Well, it depends on what you mean by “works”.
ADVI itself isn’t great and we are genuinely working to make it better. But there’s a natural barrier (the VI approximation) that is likely to prevent full posterior exploration. These problems have been known for years (I am saying nothing new, novel, insightful, or that every single person who’s ever touched VI shouldn’t know already).
For complex models, it’s unlikely that this barrier will be fixed any time soon (the key here is complex).
For simple models with a lot of data, you typically end up with a posterior that looks like a very concentrated gaussian, so these sorts of methods can work. Even if they misstate the uncertainty, the point estimate may be enough. But I have serious doubts in most cases about simple models being fitted to enormous data sets. Basically, I doubt people are thinking about the problems with the data gathering mechanism in these cases. I usually expect models to get more complex as you get more data, rather than staying the same.

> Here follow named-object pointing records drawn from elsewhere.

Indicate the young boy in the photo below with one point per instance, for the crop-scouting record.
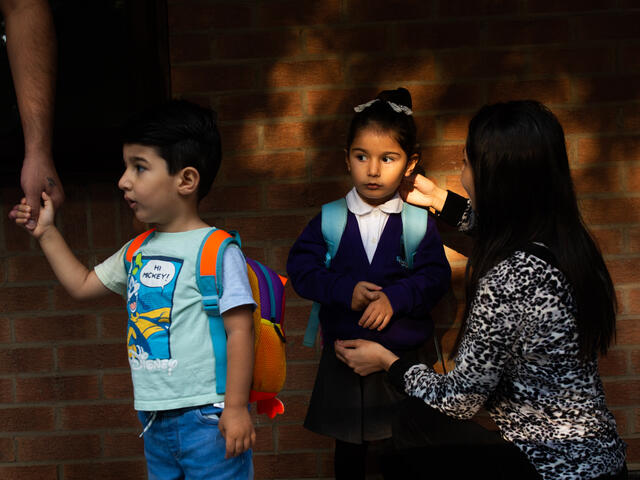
(172, 154)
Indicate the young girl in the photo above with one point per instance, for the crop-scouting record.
(540, 308)
(369, 291)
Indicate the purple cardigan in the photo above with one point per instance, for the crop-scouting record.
(412, 293)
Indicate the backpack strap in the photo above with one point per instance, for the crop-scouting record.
(209, 280)
(414, 227)
(134, 245)
(334, 221)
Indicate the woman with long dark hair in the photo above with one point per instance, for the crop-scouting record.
(540, 307)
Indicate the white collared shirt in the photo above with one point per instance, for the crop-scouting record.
(371, 220)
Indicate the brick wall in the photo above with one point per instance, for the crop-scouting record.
(283, 76)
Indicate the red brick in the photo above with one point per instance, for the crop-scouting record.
(552, 61)
(349, 39)
(527, 32)
(300, 376)
(624, 270)
(68, 447)
(304, 135)
(211, 78)
(304, 73)
(22, 360)
(609, 149)
(614, 363)
(84, 417)
(603, 211)
(98, 356)
(462, 8)
(628, 332)
(367, 70)
(387, 10)
(243, 137)
(545, 91)
(232, 199)
(580, 120)
(622, 392)
(264, 105)
(292, 465)
(57, 389)
(437, 35)
(105, 470)
(264, 168)
(304, 195)
(20, 299)
(610, 241)
(198, 16)
(258, 44)
(117, 385)
(123, 444)
(48, 329)
(7, 450)
(103, 199)
(616, 26)
(28, 473)
(632, 176)
(189, 48)
(26, 419)
(599, 179)
(604, 89)
(296, 437)
(289, 12)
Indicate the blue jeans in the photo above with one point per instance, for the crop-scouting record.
(186, 444)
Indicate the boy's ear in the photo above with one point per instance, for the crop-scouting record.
(188, 180)
(411, 164)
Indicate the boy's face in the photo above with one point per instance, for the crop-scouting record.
(148, 187)
(377, 164)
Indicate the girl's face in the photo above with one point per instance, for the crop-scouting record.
(377, 165)
(466, 178)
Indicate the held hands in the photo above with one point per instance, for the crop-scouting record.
(421, 191)
(369, 297)
(237, 429)
(364, 356)
(23, 215)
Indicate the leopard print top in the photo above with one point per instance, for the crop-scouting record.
(519, 359)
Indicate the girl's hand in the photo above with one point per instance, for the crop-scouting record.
(421, 191)
(363, 294)
(22, 214)
(363, 356)
(377, 314)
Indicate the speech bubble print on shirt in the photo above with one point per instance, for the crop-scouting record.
(157, 273)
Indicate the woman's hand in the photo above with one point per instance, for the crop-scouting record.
(363, 356)
(421, 191)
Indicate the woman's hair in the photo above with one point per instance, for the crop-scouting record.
(383, 115)
(523, 194)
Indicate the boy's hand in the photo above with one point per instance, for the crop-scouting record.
(22, 215)
(377, 314)
(237, 429)
(363, 294)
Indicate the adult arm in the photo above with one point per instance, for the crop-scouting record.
(32, 50)
(309, 276)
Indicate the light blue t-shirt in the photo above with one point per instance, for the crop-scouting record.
(168, 340)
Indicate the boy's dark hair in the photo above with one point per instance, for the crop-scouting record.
(184, 135)
(382, 116)
(523, 194)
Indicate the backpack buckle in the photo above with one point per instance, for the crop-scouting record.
(211, 306)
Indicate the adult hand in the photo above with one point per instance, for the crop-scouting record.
(39, 175)
(377, 314)
(363, 356)
(363, 294)
(421, 191)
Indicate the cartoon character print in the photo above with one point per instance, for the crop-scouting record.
(150, 289)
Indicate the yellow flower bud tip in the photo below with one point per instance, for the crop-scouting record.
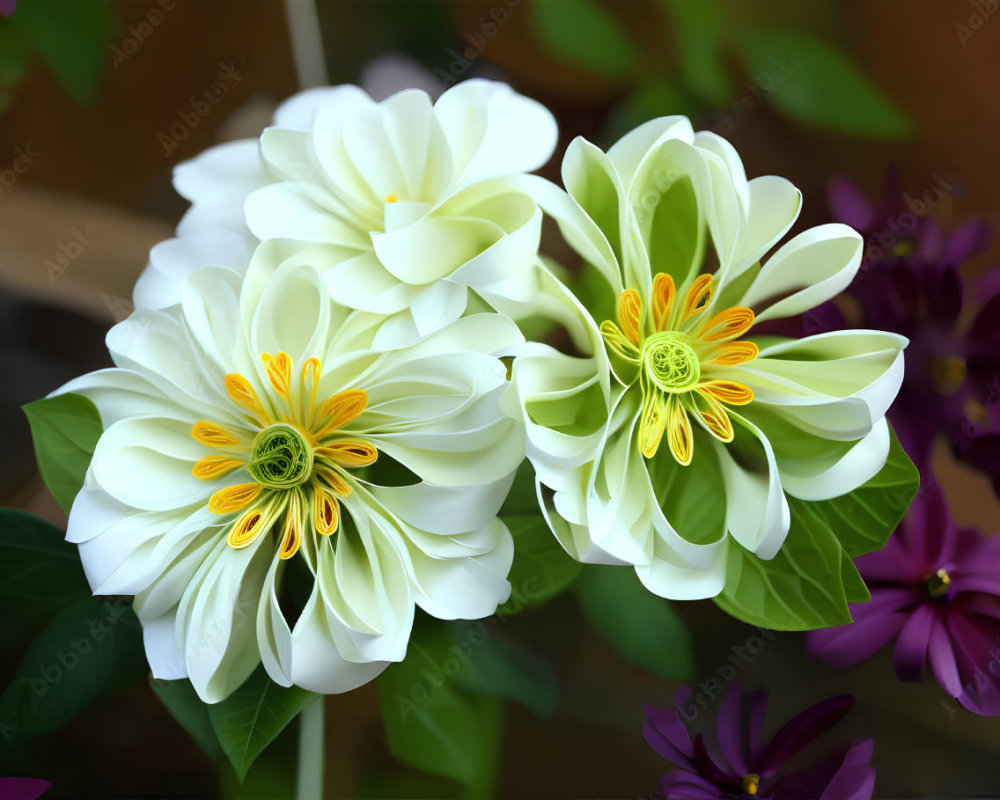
(298, 459)
(683, 343)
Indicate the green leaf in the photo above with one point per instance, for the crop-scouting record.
(249, 719)
(432, 725)
(643, 628)
(809, 583)
(190, 712)
(71, 37)
(810, 81)
(90, 649)
(582, 33)
(40, 572)
(541, 568)
(14, 52)
(698, 38)
(498, 667)
(65, 430)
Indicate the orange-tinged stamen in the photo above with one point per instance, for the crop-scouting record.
(732, 353)
(630, 315)
(279, 372)
(234, 498)
(349, 453)
(729, 392)
(326, 511)
(341, 409)
(726, 325)
(243, 394)
(212, 435)
(698, 296)
(663, 300)
(211, 467)
(679, 437)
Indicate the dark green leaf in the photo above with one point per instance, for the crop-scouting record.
(190, 712)
(582, 33)
(643, 628)
(541, 568)
(249, 719)
(809, 583)
(40, 572)
(698, 38)
(90, 649)
(432, 725)
(71, 36)
(490, 664)
(810, 81)
(65, 429)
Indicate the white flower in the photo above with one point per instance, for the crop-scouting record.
(249, 433)
(405, 204)
(679, 432)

As for stochastic optimisation, that’s not that far from ADVI. It’s optimistic to expect VI to give much more than a point estimate anyway, so it’s really just a specific optimisation method.
If you want optimisation, Stan has BFGS which works quite well on big data (there was an example somewhere at some point of some big company [maybe facebook] using it to do something). The problem with optimisation methods is that for a hierarchical model you really do not want the joint mode. You want conditional modes. At present, Stan doesn’t let you do that, but work is underway to relax those restrictions.
(Incidentally, I strongly agree that a well-deployed point estimator is better than nothing, and in a lot of these cases as good as you can get with a reasonable computational budget. In my field [spatial statistics], we call it “pragmatic Bayes”, where you build a Bayesian model and compute something from it to the best of your ability under your particular constraints.)